The less people knew about him, the better, and he had worked hard to keep it that way. He was never anything less than professional with his workforce, even though he joined in with ‘dress-down Friday’ every week and drank champagne in the basement bar next door whenever a new deal was signed. People called him Gabe and, although he was friendly with everyone from the janitor to the company directors, he maintained that crucial personal distance.

But Leila was different.

She looked different.

She sounded different.

She was distracting—not just to him but to any other man with a pulse, it seemed. He had driven her to work this morning—her first morning—and witnessed the almost comical reaction of one of his directors. The man had been so busy staring at her that he had almost driven his car straight into a wall.

Her endless legs had been encased in denim as she’d climbed out of Gabe’s low sports car, with one thick, ebony plait dangling down over one shoulder. In her blue shirt and jeans, she was dressed no differently from any of his other employees, yet she had an indefinable head-turning quality which marked her out from everyone else. Was that because she’d been brought up as a princess? Because she had royal blood from an ancient dynasty pulsing through her veins, which gave her an innate and almost haughty bearing? When he looked at her, didn’t he feel a thrill of something like pride to think that such a woman as this was carrying his child? Hadn’t he lain there in bed last night just watching her while she slept, thinking how tender she could be, and didn’t he sometimes find himself wanting to kiss her for absolutely no reason?

Yet he knew those kinds of thoughts were fraught with danger. They tempted him into blotting out the bitter truth. They ran the risk of allowing himself to believe that he was capable of the same emotions as other men. And he was not.

He frowned, still having difficulty getting his head round the fact that she was sitting in his office as if she had every right to be there. ‘Anything you want to ask me?’ he questioned, picking up a pencil and drawing an explosion of small stars on the ‘ideas’ notepad he always kept open on his desk.

‘Do people know I’m pregnant?’

He looked up and narrowed his eyes. ‘Why would they?’

‘Of course. Why would they?’ she repeated, and he thought he heard a trace of indignation in her voice. ‘Heaven forbid that you might have told somebody.’

‘You think that this is something I should boast about, Leila? That an obviously unplanned pregnancy has resulted in an old-fashioned shotgun marriage? It hasn’t exactly sent my reputation shooting up into the stratosphere.’ He gave a dry laugh. ‘Up until now, I’d always done a fairly good job of exhibiting forethought and control.’

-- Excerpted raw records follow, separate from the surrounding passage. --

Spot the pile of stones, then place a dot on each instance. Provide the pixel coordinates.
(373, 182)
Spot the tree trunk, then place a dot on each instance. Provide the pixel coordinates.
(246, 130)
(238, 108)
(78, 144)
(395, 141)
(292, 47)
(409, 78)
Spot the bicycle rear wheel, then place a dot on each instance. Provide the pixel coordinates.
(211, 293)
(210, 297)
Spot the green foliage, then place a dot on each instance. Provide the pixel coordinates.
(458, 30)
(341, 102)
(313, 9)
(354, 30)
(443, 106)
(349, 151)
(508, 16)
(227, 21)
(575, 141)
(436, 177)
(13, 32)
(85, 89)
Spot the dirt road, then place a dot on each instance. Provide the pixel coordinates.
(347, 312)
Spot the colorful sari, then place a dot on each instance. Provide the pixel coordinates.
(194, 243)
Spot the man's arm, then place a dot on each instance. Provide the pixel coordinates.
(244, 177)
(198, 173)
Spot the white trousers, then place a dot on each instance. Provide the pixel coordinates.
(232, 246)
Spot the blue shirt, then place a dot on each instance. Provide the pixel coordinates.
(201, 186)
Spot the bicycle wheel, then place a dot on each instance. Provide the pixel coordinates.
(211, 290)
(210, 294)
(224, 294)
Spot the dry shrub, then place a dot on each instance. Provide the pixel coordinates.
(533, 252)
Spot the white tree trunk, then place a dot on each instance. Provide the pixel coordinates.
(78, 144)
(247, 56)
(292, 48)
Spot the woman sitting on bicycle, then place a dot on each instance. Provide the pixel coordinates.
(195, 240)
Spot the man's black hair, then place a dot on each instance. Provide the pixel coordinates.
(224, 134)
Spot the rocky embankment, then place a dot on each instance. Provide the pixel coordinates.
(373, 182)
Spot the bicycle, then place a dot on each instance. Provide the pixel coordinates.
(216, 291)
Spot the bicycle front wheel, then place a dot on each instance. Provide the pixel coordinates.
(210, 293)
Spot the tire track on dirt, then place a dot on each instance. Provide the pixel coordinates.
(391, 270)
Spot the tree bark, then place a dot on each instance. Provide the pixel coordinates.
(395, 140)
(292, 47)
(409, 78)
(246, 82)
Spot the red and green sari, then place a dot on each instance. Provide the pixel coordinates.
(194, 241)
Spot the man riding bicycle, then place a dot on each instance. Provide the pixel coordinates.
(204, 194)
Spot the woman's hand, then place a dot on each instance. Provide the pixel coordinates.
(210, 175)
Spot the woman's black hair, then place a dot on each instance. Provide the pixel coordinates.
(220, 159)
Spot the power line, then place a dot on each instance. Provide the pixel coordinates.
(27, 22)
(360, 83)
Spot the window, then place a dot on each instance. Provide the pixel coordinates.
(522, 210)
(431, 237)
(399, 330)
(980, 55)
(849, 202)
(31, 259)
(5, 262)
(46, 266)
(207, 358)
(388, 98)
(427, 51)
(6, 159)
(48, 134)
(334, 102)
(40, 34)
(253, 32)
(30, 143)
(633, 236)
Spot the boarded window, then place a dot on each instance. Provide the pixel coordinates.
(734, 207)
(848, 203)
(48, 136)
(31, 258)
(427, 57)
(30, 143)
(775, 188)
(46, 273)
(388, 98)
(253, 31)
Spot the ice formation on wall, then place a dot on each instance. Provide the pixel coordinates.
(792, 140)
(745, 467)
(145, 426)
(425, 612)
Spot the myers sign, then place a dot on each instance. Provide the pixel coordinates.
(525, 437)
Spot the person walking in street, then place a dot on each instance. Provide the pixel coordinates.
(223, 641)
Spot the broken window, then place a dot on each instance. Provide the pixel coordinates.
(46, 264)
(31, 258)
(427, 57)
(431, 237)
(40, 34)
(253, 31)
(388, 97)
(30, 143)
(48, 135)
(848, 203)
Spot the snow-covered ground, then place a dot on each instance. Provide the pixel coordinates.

Pushing back her chair, she stood up, her face suddenly paling beneath the glow of her olive skin. ‘You b-bastard,’ she whispered. ‘You complete and utter bastard.

He’d never heard her use a profanity before. And he’d never seen a look of such unbridled rage on her face before. In an instant he was also on his feet. ‘That didn’t come out the way it was supposed to.’

‘And how was it supposed to come out?’ She bit her lip. ‘You mean you didn’t intend to make me sound like some desperate woman determined to get her hooks into you?’

‘I was just pointing out that usually I don’t mix my personal life with my business life,’ he said, raking his fingers through his hair in frustration.